Is this a Good Deal???


----------



## Dennis Ford (Mar 3, 2016)

If you don't have a lathe and want to make pens, bottle stoppers and other small items; it is quite a bit less $ than that model sells for at Harbor Freight.

Reactions: Thank You! 1 | Agree 3


----------



## Sprung (Mar 3, 2016)

This is the exact lathe pictured. If you can get a 20% or 25% off coupon for Harbor Freight, you can get it brand new for $150 or $160, depending on which coupon you find.

It doesn't look hardly used, just some rust to clean up. Could be worth checking out. As Dennis said, if you're looking for something to get started making small items it would work just fine to get you started. Wouldn't hurt to offer $75 or $80 if it checks out and go from there.

Reactions: Thank You! 1 | Agree 1


----------



## ironman123 (Mar 3, 2016)

I have one of those and made lots of pens, duck calls and turkey calls on it.
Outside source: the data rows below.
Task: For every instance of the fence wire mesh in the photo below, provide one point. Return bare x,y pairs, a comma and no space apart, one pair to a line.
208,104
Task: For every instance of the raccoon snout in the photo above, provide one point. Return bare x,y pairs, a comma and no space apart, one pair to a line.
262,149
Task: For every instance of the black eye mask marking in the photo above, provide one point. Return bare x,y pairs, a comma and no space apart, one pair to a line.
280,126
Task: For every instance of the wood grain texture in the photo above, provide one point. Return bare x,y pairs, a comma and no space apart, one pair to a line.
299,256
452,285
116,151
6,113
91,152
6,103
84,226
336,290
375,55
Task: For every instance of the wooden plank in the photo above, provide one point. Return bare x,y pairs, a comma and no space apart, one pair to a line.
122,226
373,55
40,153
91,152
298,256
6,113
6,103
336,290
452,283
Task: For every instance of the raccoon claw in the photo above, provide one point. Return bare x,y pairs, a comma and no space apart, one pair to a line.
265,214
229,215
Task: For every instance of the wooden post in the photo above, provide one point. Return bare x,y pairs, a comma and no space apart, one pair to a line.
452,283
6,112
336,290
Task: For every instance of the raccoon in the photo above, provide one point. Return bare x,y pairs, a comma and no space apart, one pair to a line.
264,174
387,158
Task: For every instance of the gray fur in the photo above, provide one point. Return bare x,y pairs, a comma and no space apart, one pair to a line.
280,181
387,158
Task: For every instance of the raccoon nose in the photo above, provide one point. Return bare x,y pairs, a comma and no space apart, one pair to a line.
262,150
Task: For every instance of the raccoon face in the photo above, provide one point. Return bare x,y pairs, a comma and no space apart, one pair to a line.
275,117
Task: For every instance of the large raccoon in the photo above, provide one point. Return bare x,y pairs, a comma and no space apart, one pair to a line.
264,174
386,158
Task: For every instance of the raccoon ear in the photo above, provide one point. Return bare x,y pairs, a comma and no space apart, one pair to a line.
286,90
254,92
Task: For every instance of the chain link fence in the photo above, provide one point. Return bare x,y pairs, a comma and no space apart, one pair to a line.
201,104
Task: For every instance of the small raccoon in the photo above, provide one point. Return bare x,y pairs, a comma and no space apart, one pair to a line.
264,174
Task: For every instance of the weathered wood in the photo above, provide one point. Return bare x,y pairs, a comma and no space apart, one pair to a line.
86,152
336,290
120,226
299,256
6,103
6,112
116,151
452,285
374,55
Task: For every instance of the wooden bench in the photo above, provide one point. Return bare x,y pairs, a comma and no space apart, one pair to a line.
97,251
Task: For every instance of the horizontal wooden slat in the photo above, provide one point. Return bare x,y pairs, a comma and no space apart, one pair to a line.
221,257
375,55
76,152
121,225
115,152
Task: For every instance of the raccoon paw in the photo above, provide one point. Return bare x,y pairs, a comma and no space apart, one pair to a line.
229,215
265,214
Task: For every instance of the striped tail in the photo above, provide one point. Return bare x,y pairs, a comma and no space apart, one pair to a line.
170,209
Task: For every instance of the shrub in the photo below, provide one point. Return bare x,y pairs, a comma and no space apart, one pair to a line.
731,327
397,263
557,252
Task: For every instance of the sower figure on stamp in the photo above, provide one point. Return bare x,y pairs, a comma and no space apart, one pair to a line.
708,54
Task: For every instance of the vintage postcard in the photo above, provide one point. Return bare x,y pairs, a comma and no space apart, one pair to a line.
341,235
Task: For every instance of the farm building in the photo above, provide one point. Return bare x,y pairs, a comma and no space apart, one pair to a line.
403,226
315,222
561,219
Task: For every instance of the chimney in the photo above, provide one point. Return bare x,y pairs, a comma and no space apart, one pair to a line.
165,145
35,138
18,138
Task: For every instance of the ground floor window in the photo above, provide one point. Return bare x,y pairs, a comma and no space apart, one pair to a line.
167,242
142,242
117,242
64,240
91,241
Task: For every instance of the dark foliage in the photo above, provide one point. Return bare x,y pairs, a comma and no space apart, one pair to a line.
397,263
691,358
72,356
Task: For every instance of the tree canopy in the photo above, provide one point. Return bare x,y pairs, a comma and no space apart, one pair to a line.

Had it lots of years. Just saying. With a 20% it was about 150 new.


----------



## woodtickgreg (Mar 3, 2016)

Offer him $75 and see if he'll throw anything in with it, if not follow the guys advise above and by a new one for $150.

Reactions: Agree 1


----------



## Lou Currier (Mar 5, 2016)

This is the HF model that sells for $200. The rust is only on the surface and wipes right off. The centers line up nicely. He took $75.00. 

Did I mention IT's HEAVY!

Reactions: Like 5


----------



## Schroedc (Mar 5, 2016)

Lou Currier said:


> This is the HF model that sells for $200. The rust is only on the surface and wipes right off. The centers line up nicely. He took $75.00.
> 
> Did I mention IT's HEAVY!



Just wait until you have to figure out how to move a Oneway 2436 all by yourself, Now that's heavy 

Congrats on the lathe purchase!

Reactions: Like 1 | Agree 2


----------